Hessian Predictor

class mlip.models.predictors.hessian_predictor.HessianPredictor(mlip_network: ~mlip.models.mlip_network.MLIPNetwork, required_properties: ~mlip.typing.properties.Properties, energy_head: ~typing.Callable[[~mlip.graph.graph.Graph], ~jax.Array] | None = None, parent: ~flax.linen.module.Module | ~flax.core.scope.Scope | ~flax.linen.module._Sentinel | None = <flax.linen.module._Sentinel object>, name: str | None = None)

Subclass of ConservativePredictor used to predict either the full energy Hessian matrix of a system, or a subsample of Hessian rows, depending on the graph.sample_hessian_rows attribute which is one of:

  • an array of indices of shape (G, R), used to subsample the full Hessian matrix. An array of shape (n, R, 3) is then returned.

  • array(True). In this case, the full Hessian matrix of shape (N+1, 3, N+1, 3) is returned.

  • None, in which case no Hessian is returned. This is useful to skip the additional AD pass, e.g. in mixed labels training.

Where N is the number of total graph nodes including padding nodes, n number of real graph nodes, and R number of Hessian rows`.

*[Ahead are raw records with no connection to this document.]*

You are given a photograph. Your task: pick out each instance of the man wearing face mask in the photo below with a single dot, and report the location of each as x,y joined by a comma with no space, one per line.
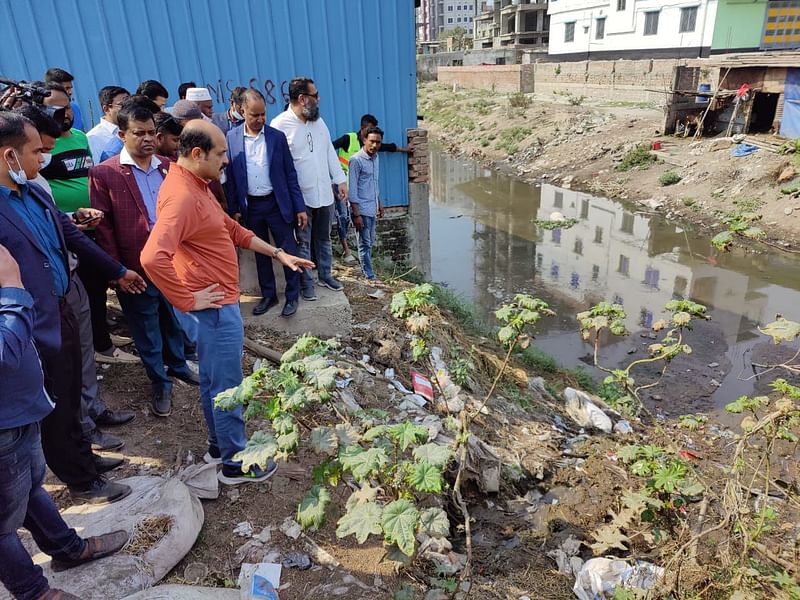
234,115
40,237
317,168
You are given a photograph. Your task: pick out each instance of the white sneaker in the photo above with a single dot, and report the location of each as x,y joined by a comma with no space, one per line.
120,340
117,357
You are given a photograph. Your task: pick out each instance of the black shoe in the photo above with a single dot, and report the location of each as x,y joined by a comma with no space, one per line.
104,441
264,305
187,376
162,403
114,418
103,464
289,308
99,491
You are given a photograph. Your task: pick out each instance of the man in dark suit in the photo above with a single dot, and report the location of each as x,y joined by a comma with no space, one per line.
125,188
39,236
262,189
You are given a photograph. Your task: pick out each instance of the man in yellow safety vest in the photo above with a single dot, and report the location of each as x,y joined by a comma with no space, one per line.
346,146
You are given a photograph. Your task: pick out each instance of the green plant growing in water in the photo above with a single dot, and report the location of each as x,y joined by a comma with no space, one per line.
638,157
669,178
607,317
412,306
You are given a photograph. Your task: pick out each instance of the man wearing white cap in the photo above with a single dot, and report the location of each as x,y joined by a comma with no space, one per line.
202,98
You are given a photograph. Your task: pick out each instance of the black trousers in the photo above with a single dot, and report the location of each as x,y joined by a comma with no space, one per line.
97,291
66,451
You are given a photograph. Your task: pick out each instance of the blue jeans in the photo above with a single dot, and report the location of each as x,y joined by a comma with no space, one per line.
342,218
316,235
366,239
24,503
220,343
157,334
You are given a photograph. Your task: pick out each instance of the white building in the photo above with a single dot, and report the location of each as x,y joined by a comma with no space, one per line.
612,29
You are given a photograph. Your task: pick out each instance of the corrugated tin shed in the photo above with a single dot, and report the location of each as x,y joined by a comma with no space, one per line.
359,52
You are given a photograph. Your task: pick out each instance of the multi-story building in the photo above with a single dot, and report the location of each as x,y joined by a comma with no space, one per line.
437,16
610,29
512,23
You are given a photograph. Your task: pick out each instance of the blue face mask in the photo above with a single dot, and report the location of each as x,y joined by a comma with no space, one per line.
17,176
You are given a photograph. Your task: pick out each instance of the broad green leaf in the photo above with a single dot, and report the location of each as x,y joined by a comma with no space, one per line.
434,522
425,478
374,432
366,493
288,441
407,433
433,454
259,449
363,463
347,434
781,330
324,441
241,394
283,423
311,512
360,520
399,522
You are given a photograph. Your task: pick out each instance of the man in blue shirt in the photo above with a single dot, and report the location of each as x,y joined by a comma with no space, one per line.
23,500
365,204
39,237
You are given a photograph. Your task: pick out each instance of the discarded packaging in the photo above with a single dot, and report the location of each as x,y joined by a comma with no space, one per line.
584,412
599,577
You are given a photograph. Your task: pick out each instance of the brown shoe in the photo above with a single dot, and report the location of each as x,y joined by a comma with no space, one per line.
96,547
52,594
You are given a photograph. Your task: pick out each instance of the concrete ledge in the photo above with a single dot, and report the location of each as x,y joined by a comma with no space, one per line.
328,316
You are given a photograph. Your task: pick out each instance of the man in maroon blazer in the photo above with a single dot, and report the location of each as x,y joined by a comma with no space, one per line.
125,188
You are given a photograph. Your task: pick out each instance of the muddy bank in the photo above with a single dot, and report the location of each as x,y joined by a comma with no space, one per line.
578,143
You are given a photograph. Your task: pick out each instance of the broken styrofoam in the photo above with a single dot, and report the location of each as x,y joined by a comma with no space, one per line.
584,412
600,577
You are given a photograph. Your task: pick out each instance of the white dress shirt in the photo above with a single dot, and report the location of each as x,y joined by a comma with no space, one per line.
255,152
99,136
315,159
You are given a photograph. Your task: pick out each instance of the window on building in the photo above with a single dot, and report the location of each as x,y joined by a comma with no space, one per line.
624,266
627,223
651,22
569,32
688,19
600,29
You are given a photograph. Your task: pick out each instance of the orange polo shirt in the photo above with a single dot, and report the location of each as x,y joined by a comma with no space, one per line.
192,244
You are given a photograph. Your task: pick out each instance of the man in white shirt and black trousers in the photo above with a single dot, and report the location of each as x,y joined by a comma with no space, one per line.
317,168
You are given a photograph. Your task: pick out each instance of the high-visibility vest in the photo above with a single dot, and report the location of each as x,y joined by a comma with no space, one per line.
352,147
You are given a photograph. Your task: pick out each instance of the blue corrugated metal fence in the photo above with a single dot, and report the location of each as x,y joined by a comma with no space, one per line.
359,52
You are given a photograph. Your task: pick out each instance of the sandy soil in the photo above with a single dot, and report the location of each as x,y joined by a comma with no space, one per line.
580,146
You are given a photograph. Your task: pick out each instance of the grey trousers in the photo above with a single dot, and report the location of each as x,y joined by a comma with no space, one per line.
91,405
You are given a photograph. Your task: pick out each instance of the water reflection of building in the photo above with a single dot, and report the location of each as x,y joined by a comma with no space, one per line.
611,254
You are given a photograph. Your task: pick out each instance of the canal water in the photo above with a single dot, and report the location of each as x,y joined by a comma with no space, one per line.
486,247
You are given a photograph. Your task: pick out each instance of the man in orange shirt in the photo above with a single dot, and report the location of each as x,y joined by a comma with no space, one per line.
191,257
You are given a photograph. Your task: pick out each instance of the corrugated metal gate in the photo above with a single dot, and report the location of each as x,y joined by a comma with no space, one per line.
359,52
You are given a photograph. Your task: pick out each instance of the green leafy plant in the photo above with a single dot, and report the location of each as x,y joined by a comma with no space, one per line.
638,157
611,318
669,178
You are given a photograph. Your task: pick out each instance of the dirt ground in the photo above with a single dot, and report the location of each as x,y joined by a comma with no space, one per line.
580,146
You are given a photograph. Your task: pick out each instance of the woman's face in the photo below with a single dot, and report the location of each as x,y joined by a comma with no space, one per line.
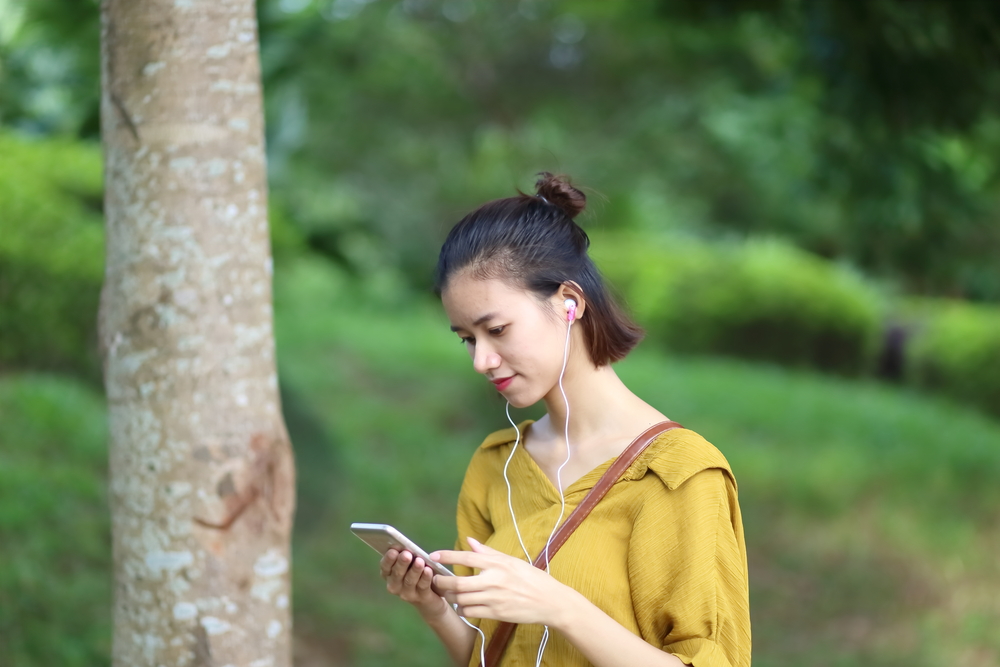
514,338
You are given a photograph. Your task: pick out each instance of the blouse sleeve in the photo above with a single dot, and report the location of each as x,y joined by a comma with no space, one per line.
472,516
687,565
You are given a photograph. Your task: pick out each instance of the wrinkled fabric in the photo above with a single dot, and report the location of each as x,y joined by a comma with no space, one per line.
662,554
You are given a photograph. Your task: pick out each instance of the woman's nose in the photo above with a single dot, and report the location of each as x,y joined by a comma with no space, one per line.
485,359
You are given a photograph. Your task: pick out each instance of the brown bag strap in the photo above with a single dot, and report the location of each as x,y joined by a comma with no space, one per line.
499,640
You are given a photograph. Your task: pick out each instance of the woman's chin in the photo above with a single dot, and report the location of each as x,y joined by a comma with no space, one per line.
521,401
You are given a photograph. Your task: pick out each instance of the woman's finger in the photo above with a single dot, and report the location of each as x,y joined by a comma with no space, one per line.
387,561
426,577
402,564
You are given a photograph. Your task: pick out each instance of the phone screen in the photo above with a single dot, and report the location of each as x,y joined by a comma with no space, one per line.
382,537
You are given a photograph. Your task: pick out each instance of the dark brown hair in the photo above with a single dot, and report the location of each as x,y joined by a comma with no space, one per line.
532,241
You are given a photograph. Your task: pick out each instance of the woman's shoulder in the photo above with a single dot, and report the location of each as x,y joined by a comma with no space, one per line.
676,456
495,448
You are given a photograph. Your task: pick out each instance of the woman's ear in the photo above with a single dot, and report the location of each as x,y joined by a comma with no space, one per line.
572,291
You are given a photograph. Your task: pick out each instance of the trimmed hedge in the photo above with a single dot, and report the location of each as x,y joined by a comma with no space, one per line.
955,350
759,300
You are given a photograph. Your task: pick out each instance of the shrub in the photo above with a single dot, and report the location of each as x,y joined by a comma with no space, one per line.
955,350
759,300
51,254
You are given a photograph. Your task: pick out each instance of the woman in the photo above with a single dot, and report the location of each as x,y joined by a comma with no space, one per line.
656,574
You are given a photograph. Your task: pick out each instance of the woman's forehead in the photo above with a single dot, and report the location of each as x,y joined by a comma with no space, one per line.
470,298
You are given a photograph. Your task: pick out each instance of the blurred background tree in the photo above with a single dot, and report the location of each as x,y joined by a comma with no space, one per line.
806,183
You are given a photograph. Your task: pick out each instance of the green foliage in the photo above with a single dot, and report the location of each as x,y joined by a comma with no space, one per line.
758,300
956,351
55,541
861,131
51,254
853,510
855,514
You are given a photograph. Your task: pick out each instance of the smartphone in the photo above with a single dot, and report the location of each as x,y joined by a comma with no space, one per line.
382,537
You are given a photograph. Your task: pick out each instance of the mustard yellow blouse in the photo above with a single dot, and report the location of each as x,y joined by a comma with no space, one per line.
662,553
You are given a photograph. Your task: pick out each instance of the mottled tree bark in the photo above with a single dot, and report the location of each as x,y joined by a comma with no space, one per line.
202,480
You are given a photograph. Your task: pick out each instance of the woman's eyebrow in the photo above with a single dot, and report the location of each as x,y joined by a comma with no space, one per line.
487,316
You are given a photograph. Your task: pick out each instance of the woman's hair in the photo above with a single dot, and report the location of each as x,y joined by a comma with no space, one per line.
532,242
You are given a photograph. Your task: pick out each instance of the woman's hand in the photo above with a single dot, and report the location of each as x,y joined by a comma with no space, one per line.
410,578
506,588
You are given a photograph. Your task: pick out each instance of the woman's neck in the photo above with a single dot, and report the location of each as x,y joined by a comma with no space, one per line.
600,406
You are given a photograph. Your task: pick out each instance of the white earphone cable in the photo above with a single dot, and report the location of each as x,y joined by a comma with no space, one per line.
562,497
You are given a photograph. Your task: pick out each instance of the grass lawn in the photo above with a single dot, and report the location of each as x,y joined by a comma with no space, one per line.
871,513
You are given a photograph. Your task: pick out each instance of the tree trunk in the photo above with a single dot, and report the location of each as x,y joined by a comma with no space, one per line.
202,479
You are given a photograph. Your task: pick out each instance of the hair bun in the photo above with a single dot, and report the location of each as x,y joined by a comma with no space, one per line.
557,191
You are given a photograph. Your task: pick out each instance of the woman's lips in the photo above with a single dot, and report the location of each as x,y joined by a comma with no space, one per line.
502,383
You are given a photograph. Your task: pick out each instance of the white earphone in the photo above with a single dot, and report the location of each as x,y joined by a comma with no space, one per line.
570,309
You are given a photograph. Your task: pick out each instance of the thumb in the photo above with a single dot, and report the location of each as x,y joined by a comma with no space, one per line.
480,548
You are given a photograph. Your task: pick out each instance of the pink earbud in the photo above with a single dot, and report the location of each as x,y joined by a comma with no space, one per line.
570,309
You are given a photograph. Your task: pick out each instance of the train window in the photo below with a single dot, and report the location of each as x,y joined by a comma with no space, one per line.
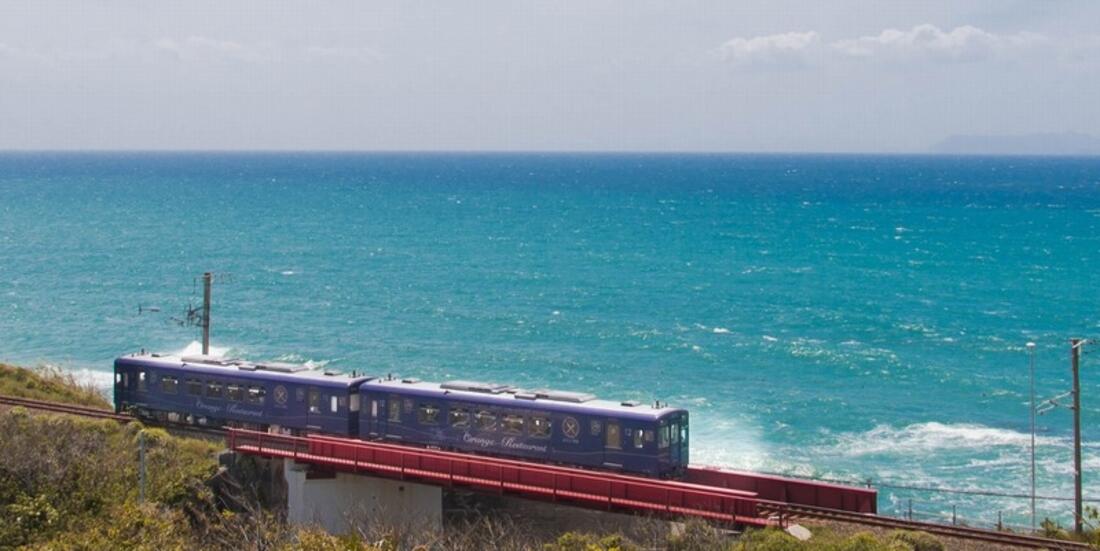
256,395
194,387
485,420
513,423
613,436
234,393
459,418
427,414
395,409
540,427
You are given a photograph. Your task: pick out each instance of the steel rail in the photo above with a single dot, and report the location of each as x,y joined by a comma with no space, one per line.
64,408
788,513
782,513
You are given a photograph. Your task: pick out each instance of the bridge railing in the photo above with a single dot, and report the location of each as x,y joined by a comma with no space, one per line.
601,489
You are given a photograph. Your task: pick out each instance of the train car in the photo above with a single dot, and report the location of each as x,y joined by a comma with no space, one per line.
213,392
549,426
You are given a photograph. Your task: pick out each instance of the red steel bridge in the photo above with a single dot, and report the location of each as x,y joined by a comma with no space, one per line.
728,496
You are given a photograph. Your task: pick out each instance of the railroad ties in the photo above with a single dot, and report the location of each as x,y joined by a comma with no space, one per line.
718,495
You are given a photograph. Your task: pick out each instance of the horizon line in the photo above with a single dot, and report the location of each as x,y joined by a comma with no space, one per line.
538,152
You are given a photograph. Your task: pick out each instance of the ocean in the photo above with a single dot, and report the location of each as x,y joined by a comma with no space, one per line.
842,317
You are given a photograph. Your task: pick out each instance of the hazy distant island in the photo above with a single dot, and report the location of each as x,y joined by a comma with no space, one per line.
1065,143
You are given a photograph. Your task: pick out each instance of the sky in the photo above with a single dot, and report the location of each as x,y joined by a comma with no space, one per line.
888,76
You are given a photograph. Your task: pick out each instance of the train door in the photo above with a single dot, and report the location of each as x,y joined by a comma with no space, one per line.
678,437
613,443
683,439
673,437
315,411
377,405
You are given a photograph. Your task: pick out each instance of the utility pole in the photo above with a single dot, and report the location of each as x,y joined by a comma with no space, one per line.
207,282
141,466
1076,360
1031,363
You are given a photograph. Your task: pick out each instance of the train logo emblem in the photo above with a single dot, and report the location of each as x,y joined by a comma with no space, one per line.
281,395
571,428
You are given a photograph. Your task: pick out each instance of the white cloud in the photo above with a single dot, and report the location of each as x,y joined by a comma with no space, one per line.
966,43
343,53
961,43
206,48
772,50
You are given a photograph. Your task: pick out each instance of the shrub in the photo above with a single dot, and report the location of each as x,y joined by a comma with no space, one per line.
769,539
917,541
573,541
696,536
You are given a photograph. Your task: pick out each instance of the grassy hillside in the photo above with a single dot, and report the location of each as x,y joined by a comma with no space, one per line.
48,384
69,483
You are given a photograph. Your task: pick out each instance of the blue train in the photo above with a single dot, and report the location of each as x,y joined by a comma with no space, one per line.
549,426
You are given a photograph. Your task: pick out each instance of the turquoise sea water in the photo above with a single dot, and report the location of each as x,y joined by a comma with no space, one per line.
839,317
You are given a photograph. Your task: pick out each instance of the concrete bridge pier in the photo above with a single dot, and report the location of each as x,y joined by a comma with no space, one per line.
340,502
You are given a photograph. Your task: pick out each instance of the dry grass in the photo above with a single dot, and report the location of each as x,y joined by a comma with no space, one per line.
48,383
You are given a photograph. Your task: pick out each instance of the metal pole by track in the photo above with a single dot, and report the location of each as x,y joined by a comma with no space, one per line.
1031,363
1076,355
207,280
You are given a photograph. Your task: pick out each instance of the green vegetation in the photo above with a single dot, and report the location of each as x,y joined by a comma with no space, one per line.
69,483
51,384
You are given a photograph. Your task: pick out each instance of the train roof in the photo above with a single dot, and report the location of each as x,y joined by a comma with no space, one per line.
243,368
509,396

__call__(graph: Graph) Graph

Evaluates the Hessian predictor on a given graph.

Computes the required properties including the energy Hessian, and updates the input graph with these quantities. If Hessian is not required, falls back to evaluating the parent conservative predictor.

Parameters:

graph – The input graph.

Returns:

An updated graph containing all predicted properties.

compute_sum_forces_subsample(positions: Array, graph: Graph) tuple[Array, Graph]

Return (sum(F[sample_rows]), graph) pair for downstream auto diff. The auxiliary Graph object can be forwarded by downstream methods, while the caller may differentiate through the subsampled force components F[sample_rows] to compute Hessian rows.